By Christian Lowe
REUTERS TUNIS: Tunisia gave birth to the “Arab Spring” and now it is again showing the way in the Middle East by demonstrating that moderate Islamists can win an election without causing a crisis. But Arab countries who are wondering, along with the outside world, how Tunisia’s Islamists will exercise that power will probably have to wait at least a year for a definitive answer.
Early indications from Sunday’s historic election are that Ennahda, an Islamist movement which models itself on the moderate party of Turkish Prime Minister Recep Tayyip Erdogan, will have the biggest share of the vote, but no outright majority.
Contrary to some predictions, the vote passed off smoothly and peacefully, with no repeat of the violent clashes between police and hard-line Islamists which broke out in the capital in the week before the election. “This victory shows that it is possible for a non-radical, Islamist party to win an election,” said Sofiane Ben Salah, an independent Tunisian political analyst. “This is the first time this has happened in the Arab world.”
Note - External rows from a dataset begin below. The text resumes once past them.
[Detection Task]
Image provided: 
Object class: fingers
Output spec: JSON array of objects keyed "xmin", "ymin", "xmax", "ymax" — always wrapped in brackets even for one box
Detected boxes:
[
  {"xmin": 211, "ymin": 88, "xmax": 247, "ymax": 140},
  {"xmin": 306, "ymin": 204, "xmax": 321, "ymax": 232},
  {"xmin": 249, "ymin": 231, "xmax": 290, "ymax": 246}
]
The wave of unrest shaking the Arab world began in Tunisia back in December, when Mohammad Bouazizi, a vegetable seller in the city of Sidi Bouzid, set fire to himself in an act of protest that swelled into a nationwide uprising. Weeks later, then-President Zine al-Abidine Ben Ali was forced to flee to Saudi Arabia, ending his 23 years in power.
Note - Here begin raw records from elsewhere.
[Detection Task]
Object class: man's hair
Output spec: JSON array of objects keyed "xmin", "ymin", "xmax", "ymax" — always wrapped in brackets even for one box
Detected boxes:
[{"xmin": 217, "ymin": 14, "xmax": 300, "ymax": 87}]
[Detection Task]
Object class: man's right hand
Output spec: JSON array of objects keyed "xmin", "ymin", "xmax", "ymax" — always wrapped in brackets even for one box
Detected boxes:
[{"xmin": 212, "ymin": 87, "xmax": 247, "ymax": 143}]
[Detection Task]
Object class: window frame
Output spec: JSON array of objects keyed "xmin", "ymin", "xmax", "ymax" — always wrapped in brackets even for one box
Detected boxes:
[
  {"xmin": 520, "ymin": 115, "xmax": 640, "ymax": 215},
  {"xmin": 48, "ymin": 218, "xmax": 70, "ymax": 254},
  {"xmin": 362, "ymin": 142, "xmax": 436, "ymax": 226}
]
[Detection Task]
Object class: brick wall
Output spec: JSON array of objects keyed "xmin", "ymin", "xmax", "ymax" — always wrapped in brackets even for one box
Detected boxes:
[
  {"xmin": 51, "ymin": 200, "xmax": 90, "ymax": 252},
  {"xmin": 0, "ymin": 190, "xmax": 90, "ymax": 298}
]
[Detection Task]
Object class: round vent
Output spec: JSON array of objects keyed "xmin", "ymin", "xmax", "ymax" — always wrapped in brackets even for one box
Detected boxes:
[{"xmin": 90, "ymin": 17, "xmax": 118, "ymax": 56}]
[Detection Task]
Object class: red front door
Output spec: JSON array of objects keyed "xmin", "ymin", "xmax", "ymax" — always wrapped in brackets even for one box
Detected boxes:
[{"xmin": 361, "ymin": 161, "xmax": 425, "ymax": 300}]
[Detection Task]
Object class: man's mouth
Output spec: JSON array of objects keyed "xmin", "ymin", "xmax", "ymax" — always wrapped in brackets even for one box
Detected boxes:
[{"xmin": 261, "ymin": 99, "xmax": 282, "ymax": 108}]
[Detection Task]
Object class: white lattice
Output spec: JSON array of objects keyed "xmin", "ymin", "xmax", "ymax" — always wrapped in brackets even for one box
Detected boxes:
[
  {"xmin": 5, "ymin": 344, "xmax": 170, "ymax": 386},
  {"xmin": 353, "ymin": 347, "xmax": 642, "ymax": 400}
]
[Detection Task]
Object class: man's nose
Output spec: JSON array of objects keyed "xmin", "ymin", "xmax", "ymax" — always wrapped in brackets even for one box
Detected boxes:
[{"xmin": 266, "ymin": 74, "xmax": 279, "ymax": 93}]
Tunisia’s revolution touched a nerve in other Arab countries with similar problems: poverty, youth unemployment and repressive governments. Revolts broke out in Egypt, Libya, Yemen, Bahrain and Syria. Milder protests rippled over Morocco, Algeria, Jordan, Kuwait and Oman.
For those countries where entrenched leaders fell, a new question arose: what if new democratic freedoms allow Islamists, sidelined for decades by secularist elites, to take power?
Sunday’s vote, for an assembly which will have one year to write a new constitution, provided some of the answers. “I think the smooth outcome and lack of unrest is encouraging, but marks a first step rather than an end to Tunisia’s democratic journey,” said Liz Martins, senior Middle East and North Africa economist with HSBC bank in Dubai.
The most immediate lessons will be drawn in Egypt, which staged its own revolt soon after Tunisia’s and will start voting in a multi-stage parliamentary election in November.
A party affiliated to the Muslim Brotherhood, an Islamist group which shares much of the same ideology as Tunisia’s Ennahda, is expected to be the front-runner. Some argue that Ennahda’s victory will strengthen the hand of Egypt’s moderate Islamists in their contest with hard-liners for influence in the Arab street.
“Any victory of … [Ennahda] would help the Brotherhood as the voice of liberal and moderate Islamists in Egypt,” said Khalil al-Anani, an Egyptian political analyst at Britain’s Durham University. “I think if the Islamists won in Tunisia, this will push Islamists in Egypt to calm down fears and seek to build alliances and coalitions with secular and liberal forces … It will give the Brotherhood a kind of emotional power to go forward,” he said.
More concrete lessons will have to wait. Tunisia’s phased transition to democracy, and its complex election system, mean that Ennahda will not actually wield power in its own right for now.
As well as drafting a constitution, the assembly will choose a new interim president and government. But it is just a way-station toward creating permanent institutions. The real political battle will shift to presidential and parliamentary elections likely to take place early in 2013.
Most predictions are that Ennahda will be the biggest party in the assembly, but will not have a clear majority, probably forcing it into an alliance with secular rivals. Unofficial vote returns from some regions show that the party of Moncef Marzouki, a left-wing dissident who spent years in exile in France, was in second place.
The secularist Marzouki has said he is ready to work with Ennahda, so they could end up as coalition partners. Ennahda itself favors a coalition, perhaps fearing that it if goes it alone, it will take the blame if anything goes wrong.
“Ennahda, although it is by far the most popular party, did not seem during the campaign to be in a rush to govern,” said Jean-Baptiste Gallopin, analyst at London-based global risk consultancy Control Risks. “I think the political scene is going to remain pretty fluid over the coming year and we are unlikely to see a clear divide emerge among the various parties.”
If the fight for power is being postponed until later, the stuttering economy cannot wait. At the root of the revolution was anger at the lack of jobs in towns like Sidi Bouzid, in the interior. Yet since then, the caretaker authorities have done little to address the problem.
Government finances are precarious because the disruption caused by the uprising scared off tourists, a revenue mainstay. The Finance Ministry says there could be zero growth this year.
“Far from creating the jobs protesters were demanding in January, the revolution is likely to have led to a rise in unemployment,” said HSBC’s Martins.